Na prática, é infelizmente possível enxergar pontos que deixam o simples se tornar simplista. A história consegue se manter erguida e interessante ao focar na figura de Porco Rosso como alguém misterioso e até indiferente para tudo. Não há um culto de sua figura nem uma obrigação narrativa de explicar coisas, como tudo que ele fez antes dos eventos da trama ou o que causou sua maldição. No lugar disso, a história prende o espectador com o mistério da personalidade do porco e o que leva ele a fazer tudo o que faz, motivações nebulosas que não se deixam cair demais no egoísmo ou na falta de propósito, que seriam explicações relativamente rasas. Nenhum esforço é requerido para aproveitar essa jornada, porém ainda é possível pensar que algumas partes dela poderiam ser melhores. Certamente seria mais interessante ver algumas relações funcionando mais a fundo do que alguns breves comentários que apenas riscam a superfície, sugerem algo bom e nunca evoluem em algo mais, especialmente tratando da personagem Gina.
“Porco Rosso” não tem nada faltante.
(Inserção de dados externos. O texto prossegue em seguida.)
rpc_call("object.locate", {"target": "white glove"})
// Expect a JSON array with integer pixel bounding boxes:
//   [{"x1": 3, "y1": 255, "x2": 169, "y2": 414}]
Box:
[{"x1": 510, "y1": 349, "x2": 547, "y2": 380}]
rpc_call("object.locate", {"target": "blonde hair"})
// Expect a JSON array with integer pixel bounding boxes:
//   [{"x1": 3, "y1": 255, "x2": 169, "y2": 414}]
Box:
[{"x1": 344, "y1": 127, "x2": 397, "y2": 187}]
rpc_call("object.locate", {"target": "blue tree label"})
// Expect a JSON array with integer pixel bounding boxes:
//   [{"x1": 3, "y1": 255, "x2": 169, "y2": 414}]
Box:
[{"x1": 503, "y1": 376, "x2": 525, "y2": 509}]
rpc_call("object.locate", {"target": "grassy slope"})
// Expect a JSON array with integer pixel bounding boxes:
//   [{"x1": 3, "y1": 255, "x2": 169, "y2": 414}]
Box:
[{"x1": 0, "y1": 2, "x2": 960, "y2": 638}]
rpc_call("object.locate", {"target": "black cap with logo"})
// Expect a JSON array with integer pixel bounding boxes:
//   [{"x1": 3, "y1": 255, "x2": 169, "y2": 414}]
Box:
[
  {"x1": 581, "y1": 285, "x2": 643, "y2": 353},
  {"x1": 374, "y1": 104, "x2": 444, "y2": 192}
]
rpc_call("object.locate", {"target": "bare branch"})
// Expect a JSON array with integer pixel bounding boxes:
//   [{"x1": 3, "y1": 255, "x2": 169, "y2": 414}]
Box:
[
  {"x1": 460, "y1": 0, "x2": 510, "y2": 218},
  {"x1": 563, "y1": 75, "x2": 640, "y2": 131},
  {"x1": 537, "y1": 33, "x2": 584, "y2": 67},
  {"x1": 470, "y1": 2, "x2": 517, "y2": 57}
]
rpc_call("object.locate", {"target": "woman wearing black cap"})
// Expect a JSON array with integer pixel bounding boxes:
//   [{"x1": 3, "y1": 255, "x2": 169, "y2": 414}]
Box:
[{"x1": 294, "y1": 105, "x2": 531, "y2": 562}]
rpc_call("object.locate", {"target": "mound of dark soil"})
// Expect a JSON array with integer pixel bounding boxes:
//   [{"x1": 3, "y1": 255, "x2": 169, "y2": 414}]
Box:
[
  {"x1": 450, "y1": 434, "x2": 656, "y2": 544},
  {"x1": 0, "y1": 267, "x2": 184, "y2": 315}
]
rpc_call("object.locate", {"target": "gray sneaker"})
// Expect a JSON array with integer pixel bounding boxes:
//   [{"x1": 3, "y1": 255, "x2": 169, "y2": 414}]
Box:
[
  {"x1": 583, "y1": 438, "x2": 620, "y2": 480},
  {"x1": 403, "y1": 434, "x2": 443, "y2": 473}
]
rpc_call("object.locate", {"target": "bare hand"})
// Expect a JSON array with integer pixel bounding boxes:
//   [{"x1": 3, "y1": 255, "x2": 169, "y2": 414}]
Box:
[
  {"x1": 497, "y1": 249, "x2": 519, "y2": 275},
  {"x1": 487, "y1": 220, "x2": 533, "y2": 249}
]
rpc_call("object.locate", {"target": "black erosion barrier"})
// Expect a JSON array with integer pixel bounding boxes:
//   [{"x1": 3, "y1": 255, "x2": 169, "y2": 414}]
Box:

Há peças que poderiam existir e que seriam extremamente benéficas para o conto de um piloto de avião cujos problemas e questões mal resolvidas são refletidos diretamente em sua aparência. Nada de cabelos brancos, rugas de estresse e olheiras, o buraco é bem mais embaixo e poderia ser mais se as relações dele com outras pessoas tivesse mais presença que um comentário de uma garota interessada nunca explorado. A despeito destas questões, não há como reclamar do que é entregue. O grande motivo por trás da dificuldade em falar das conquistas de “Porco Rosso” é justamente sua humildade, por assim dizer, na tarefa de resgatar uma paixão pouco conhecida e em extinção. São poucos os filmes que conseguem fazer um espectador não entusiasta por um assunto específico — aviação clássica, neste caso — sentir a empolgação do vento no rosto e compreender verdadeiramente quaisquer sentimentos de nostalgia.